A person who graduated from Dartmouth last year was expected to make $51,600 in his or her first job. It makes sense. Dartmouth is an Ivy League school that graduates the best of the best students. Nevertheless, someone who graduated from the Colorado School of Mines should have expected an initial salary of $63,400. When Bloomberg reviewed the same PayScale report 24/7 Wall St. did, the news service pointed out that graduates from the South Dakota School of Mines & Technology had an average starting salary of $56,700.

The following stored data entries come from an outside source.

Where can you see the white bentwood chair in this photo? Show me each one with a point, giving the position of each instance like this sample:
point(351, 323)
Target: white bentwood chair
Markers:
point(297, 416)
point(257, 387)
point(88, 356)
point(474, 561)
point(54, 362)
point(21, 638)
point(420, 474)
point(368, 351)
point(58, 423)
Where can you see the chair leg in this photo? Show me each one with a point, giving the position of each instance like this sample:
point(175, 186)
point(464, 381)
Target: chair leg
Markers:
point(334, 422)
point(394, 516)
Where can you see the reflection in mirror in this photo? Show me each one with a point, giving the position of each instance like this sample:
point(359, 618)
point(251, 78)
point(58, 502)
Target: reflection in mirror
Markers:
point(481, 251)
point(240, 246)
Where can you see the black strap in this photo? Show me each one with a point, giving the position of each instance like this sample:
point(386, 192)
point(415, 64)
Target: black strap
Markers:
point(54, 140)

One would expect that mining schools have little to recommend them as places to study in the hopes of getting high-paying work. But that is not true when the Plains states are filled with fracking and drilling sites. And it is not just these graduates who do well. Unemployment rates overall in the Plains region remain well below the national average. In July, the joblessness figure in North Dakota was 3%. In South Dakota, unemployment was 4.4% and in Montana 6.4%. Put another way, nearly everyone in these areas has a job, and demand for workers probably makes those very good jobs based on earnings.
All of the data, both from PayScale and the Bureau of Labor Statistics, points to a single conclusion. The best way to find work is to be in the right place at the right time, whether or not a college degree is critical to work.
The rise of the energy and agribusiness industries in the Plains states is not the only reason they offer good areas for workers. Almost no one has moved into these states for years. North Dakota’s population rose 4.7% between 2000 and 2010. In the previous decade the number was up only 0.5%. The state lost population three of the five previous decades. Figures for surrounding states are not much different. In the meantime, for Dartmouth graduates, the number of open positions on Wall St. has fallen.
It is not how someone starts college or where. It is how they finish and where.